Say what? The messaging app WhatsApp is being bought by Facebook, yet will continue to operate independently and maintain its own brand status. Facebook is also using this approach with its recent acquisition, Instagram, and opting to position itself as more of a mentor that can contribute expertise, scale, and resources to the rapidly emerging app while allowing it to determine its own direction and focus on brand growth. TechCrunch.com posted more on how this social media merger is meant to connect the world.
According to Facebook, the social media giant and the cross-platform mobile messaging company share a vision of making the world more open and connected. Together, they hope to stimulate growth and user engagement for both companies.
“WhatsApp is on a path to connect 1 billion people. The services that reach that milestone are all incredibly valuable,” said Facebook founder Mark Zuckerberg. “I’m looking forward to what Facebook and WhatsApp can do together, and to developing great new mobile services that give people even more options for connecting.”
The $19 billion purchase price is comprised of $12 billion in Facebook stock, along with $4 billion in cash and $3 billion in restricted stock units reserved for employee retention at WhatsApp. Additional terms of the deal include WhatsApp co-founder and CEO Jan Koum joining Facebook’s board of directors and their headquarters staying in Mountain View, California. There is also a termination fee that would cost Facebook $1 billion in cash and $1 billion in shares if the deal were denied regulatory approval.

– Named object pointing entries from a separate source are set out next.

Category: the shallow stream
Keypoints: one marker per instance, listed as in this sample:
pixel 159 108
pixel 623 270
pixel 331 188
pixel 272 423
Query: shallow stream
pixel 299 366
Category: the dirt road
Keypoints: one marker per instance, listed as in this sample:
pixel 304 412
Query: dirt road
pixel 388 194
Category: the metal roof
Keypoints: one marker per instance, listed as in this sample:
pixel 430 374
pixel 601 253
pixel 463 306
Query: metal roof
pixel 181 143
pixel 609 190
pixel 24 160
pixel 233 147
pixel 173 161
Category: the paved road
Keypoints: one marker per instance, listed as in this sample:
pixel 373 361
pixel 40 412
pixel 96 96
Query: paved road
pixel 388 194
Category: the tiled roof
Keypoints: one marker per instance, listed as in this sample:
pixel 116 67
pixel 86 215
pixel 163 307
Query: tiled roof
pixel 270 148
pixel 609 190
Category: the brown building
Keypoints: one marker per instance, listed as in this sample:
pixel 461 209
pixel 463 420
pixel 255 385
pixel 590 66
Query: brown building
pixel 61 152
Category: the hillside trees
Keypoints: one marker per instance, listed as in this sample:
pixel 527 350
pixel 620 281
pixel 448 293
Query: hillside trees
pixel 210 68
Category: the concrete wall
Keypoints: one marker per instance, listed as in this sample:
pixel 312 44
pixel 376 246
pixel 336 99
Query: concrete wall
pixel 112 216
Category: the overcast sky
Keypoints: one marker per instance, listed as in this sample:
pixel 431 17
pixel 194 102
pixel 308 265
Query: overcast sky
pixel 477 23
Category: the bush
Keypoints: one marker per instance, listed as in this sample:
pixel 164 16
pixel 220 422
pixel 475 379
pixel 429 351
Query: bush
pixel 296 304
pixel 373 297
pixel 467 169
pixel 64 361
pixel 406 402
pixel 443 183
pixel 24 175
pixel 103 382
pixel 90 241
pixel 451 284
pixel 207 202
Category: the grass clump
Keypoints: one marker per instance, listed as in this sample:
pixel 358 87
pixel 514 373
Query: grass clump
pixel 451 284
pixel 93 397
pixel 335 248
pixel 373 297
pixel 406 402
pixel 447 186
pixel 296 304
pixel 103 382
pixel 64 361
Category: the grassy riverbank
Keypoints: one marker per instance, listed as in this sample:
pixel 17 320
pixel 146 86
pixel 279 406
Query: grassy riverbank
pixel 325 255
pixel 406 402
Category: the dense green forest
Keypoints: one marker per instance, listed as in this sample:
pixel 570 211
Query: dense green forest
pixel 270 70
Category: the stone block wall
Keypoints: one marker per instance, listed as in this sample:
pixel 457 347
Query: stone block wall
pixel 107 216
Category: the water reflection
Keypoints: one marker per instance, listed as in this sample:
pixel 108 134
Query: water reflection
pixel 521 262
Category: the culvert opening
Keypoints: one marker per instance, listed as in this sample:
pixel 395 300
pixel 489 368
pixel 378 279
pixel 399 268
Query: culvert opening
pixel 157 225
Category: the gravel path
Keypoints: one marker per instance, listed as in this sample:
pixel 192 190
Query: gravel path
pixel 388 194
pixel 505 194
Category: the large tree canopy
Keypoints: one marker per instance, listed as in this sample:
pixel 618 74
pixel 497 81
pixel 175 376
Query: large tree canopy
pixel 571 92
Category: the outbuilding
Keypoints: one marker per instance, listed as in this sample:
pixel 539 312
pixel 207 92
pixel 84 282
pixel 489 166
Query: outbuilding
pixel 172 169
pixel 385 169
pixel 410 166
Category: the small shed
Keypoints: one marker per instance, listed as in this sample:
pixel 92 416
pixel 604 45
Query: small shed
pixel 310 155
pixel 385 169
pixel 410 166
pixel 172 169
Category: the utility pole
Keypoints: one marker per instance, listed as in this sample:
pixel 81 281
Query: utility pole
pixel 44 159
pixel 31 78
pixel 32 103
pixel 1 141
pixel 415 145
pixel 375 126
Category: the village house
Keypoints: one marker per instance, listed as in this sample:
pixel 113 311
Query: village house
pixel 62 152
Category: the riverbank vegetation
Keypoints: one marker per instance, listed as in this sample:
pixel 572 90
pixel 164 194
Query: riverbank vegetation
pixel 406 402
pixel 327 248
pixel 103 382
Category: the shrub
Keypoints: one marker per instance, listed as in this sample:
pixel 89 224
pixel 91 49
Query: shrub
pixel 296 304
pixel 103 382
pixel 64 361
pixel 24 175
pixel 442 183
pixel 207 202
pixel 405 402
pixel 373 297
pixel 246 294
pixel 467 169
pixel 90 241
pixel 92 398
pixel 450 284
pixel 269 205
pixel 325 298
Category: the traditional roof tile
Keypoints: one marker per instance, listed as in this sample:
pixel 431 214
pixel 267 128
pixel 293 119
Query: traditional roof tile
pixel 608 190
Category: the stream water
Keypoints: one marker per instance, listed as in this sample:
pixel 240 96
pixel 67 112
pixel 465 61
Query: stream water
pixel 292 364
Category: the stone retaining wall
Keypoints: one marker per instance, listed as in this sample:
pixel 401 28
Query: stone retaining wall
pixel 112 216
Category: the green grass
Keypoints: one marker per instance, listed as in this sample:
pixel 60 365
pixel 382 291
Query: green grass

In addition to their shared commitment to connectivity, Facebook was drawn to WhatsApp for its 450 million monthly active users, with 70% of those users active every day. This massive messaging volume approaches the SMS volume of the entire global telecom industry. WhatsApp has also exhibited extremely strong growth and is now adding more than 1 million users each day.
While the companies may share the goal of connection, they do not share the same operating procedures. Facebook is free to use, yet WhatsApp charges a minor fee, and advertising is the main method of monetization for Facebook while there are no ads with WhatsApp.
Despite these differences, it seems that both social media companies can get along well and send their message of connectivity throughout the world.